The Roots of the Arab Spring   /   Fall 2011   /    The Roots Of The Arab Spring

Whither Political Islam and the “Arab Spring”?

Ahmed H. al-Rahim

What has been widely dubbed the “Arab Spring” or “Arab revolutions” is, in many respects, a misappellation. The protests and, in some cases, revolts that began in Tunisia in December 2010 and swept through much of the Middle East and North Africa would be more accurately described as postcolonial, national revolts against the regimes of the largely Arab nationalist revolutions or, more accurately, the military coup d’états of the 1950s and 1960s that brought these republican regimes into power. To begin to understand the nature of the recent protests, we need to examine three major events or shifts in the history of the Middle East and North Africa. First is Napoléon’s invasion of Egypt in 1798—the backdrop to much of the region’s modern history—which ushered in modernity to what would, in time, become the territorial nation of Egypt and, more broadly, to the Muslim world. The second is the “Arab liberal age,” or “Arab renaissance” (al-nahda, which the Tunisian Islamist party and movement took as its name), namely, the vibrant intellectual period of (Arab) Muslim thought about the challenges posed and opportunities offered by Western modernity, particularly in the socio-political, constitutional, and economic realms, extending from 1798 to 1939. This assimilation of Western thought and of the rethinking of Muslim tradition laid the intellectual foundation for much of the modern Middle East and North Africa, without which the recent protests and revolutions—and more importantly their demands for ending autocratic rule and for democratic, representative government—may not have been possible.

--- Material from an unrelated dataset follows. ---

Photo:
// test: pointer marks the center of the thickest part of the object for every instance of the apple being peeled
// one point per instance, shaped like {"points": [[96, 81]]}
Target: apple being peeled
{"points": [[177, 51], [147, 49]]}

And the third is the postcolonial context of nationalism and nation states in the Middle East and North Africa. The political discourse—or, more accurately, the grievances and demands of the protesters—has, in terms of language and political goals, markedly shifted away from the various strands of pan-Arabism and pan-Islamism that dominated much of the region’s history in the second half of the twentieth century to a nationally—namely, Tunisian, Egyptian, etc.—based agenda with clearly defined, and in their eyes achievable, goals. After discussing these historical phases, I will outline three current political models in the Middle East that indicate possible future trajectories for political Islam today.